Problem 5.31
I am having difficulty getting an equivalent answer to the answer key on problem 5.31. Both methods seem reasonable but yield different results.
My Solution First:
- $ x[n]=cos(\omega_0n)\ $
- $ X(\omega)=\pi\delta(\omega-\omega_0)+\pi\delta(\omega+\omega_0) \;\; for \; -\pi\leq\omega_0\leq\pi $
- $ y[n]=\omega_0cos(\omega_0n)\ $
- $ Y(\omega)=\omega_0\pi\delta(\omega-\omega_0)+\omega_0\pi\delta(\omega+\omega_0) \;\; for \; -\pi\leq\omega_0\leq\pi $
- $ H(\omega)=\frac{Y(\omega)}{X(\omega)}=\frac{\omega_0\pi(\delta(\omega-\omega_0)+\delta(\omega+\omega_0))}{\pi(\delta(\omega-\omega_0)+\delta(\omega+\omega_0))}=\omega_0 $
- $ h[n]=F^{-1}(H(\omega))=F^{-1}(\omega_0)=\omega_0\delta[n] \;\;\; (since \; \omega_0 \;is \; a \; constant.) $
Tom's reason this does not work:
The reason that your solution does not work is because you are treating $ \omega_0\ $ as a constant. However, $ \omega_0\ $ is actually $ \omega\ $ when you want to take the inverse transform and therefore it is a variable and not a constant. So when you write the integral it is of the form $ \int{x e^x}dx $ and not $ \int{c e^x}dx $ where c is a constant. I made the same mistake myself when I first tried it.

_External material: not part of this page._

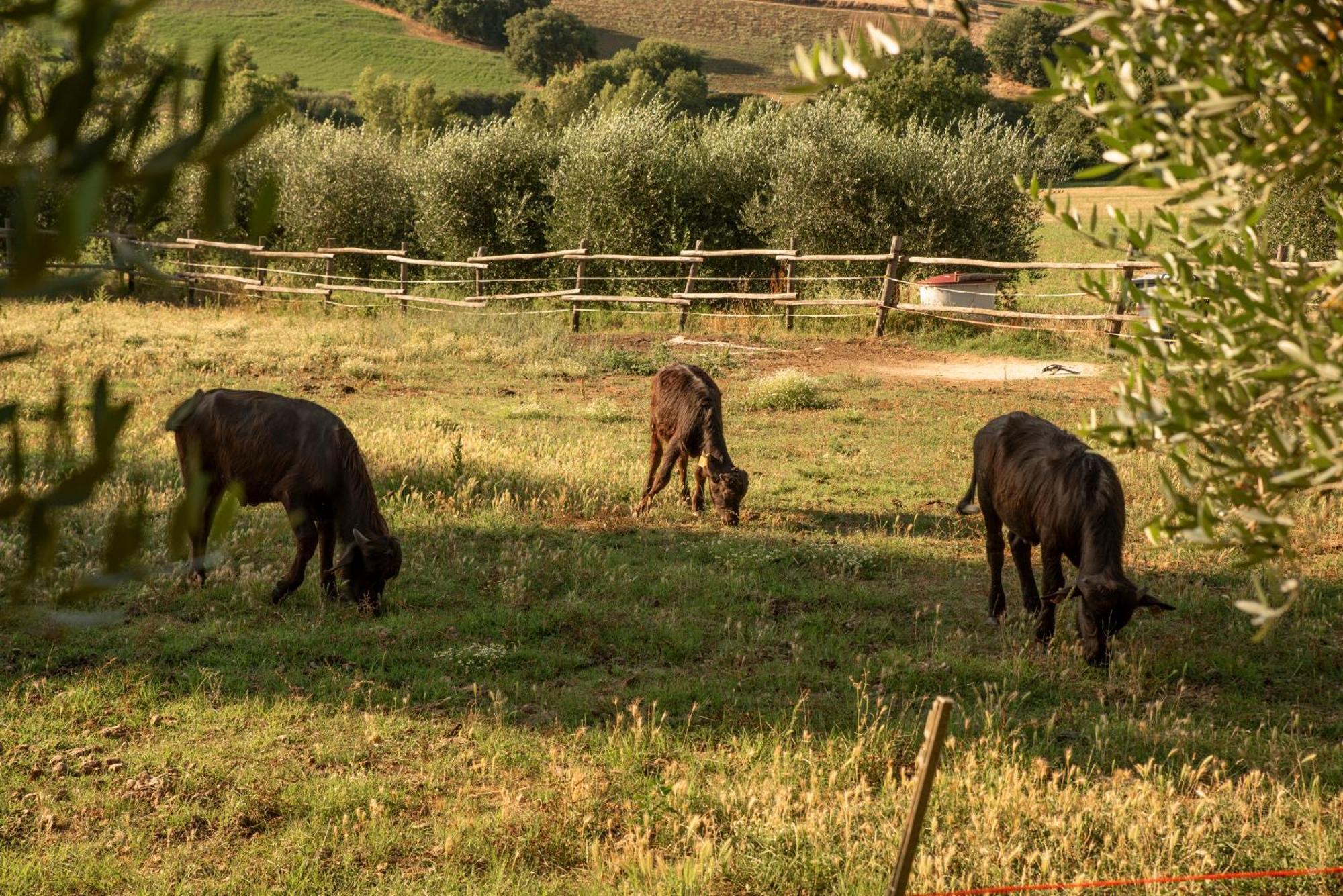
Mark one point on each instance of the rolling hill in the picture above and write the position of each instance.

Can anyone explain the solution key's answer though? I do not understand why it is the absolute value of $ \omega\ $ and why it is restricted from 0 to $ \pi\ $. I would have thought $ \frac {-\pi}{2} $ to $ \frac {\pi}{2} $ since if it's 0 to $ \pi\ $, then at $ \frac {pi}{2} $ it would be division by zero. I also don't understand why the integral for the inverse transform is taken of $ -\pi\ $ to $ \pi\ $ when the solution key previously restricted it from 0 to $ \pi\ $.
Ross's Reason This Does Not Work:
The real error is in the problem statement. The system has no way of determining whether $ \omega_0\ $ is positive or negative, because it sees its input as a sum of complex conjugate exponentials. i.e. $ cos(\omega_0)=cos(-\omega_0)\ $ and the system has no way of knowing which of the two was input, positive or negative.
If we take to problem statement literally, then $ \omega_0\ $ must be restricted to 0, because:
- $ cos(-\omega_0n)\rightarrow-\omega_0cos(-\omega_0n)\ $
which is equal to: $ cos(\omega_0n)\rightarrow-\omega_0cos(\omega_0n) $
but: $ cos(\omega_0n)\rightarrow\omega_0cos(\omega_0n) $
thus: $ \omega_0=-\omega_0\ $ and the only way this is true is when $ \omega_0=0\ $
To deal with this issue, the solution key solved the problem using the following instead:
- $ cos(\omega_0n)\rightarrow\left|\omega_0\right|cos(\omega_0n)\ $
Answer Key's Solution:
Exactly as it says...
From the given information, it is clear that when the input to the system is a complex exponential of frequency $ \omega_0\ $ the output is a complex exponential of the same frequency but scaled by the $ \left|\omega_0\right|\ $. Therefore, the frequency response of the system is
- $ H(\omega)=\left|\omega\right|,\;\;\; for \; 0\leq\left|\omega\right|\leq\pi $.
Taking the inverse Fourier transform of the frequency response, we obtain
- $ \begin{align} h[n]&=\frac{1}{2\pi}\int_{-\pi}^\pi H(\omega)e^{j\omega n}d\omega \\ &=\frac{1}{2\pi}\int_{-\pi}^0 -\omega e^{j\omega n}d\omega+\frac{1}{2\pi}\int_0^\pi \omega e^{j\omega n}d\omega \\ &=\frac{1}{\pi}\int_0^\pi \omega cos(\omega n)d\omega \\ &=\frac{1}{\pi}\left(\frac{cos(n\pi)-1}{n^2}\right) \end{align} $
Theirs seems logically correct to me (except for the absolute value part), but mine seems mathematically correct. Where is the problem.
comments:
One problem with your answer --mireille.boutin.1, Fri, 19 Oct 2007 14:53:56 Dividing by zero, or by infinity, is not recommended.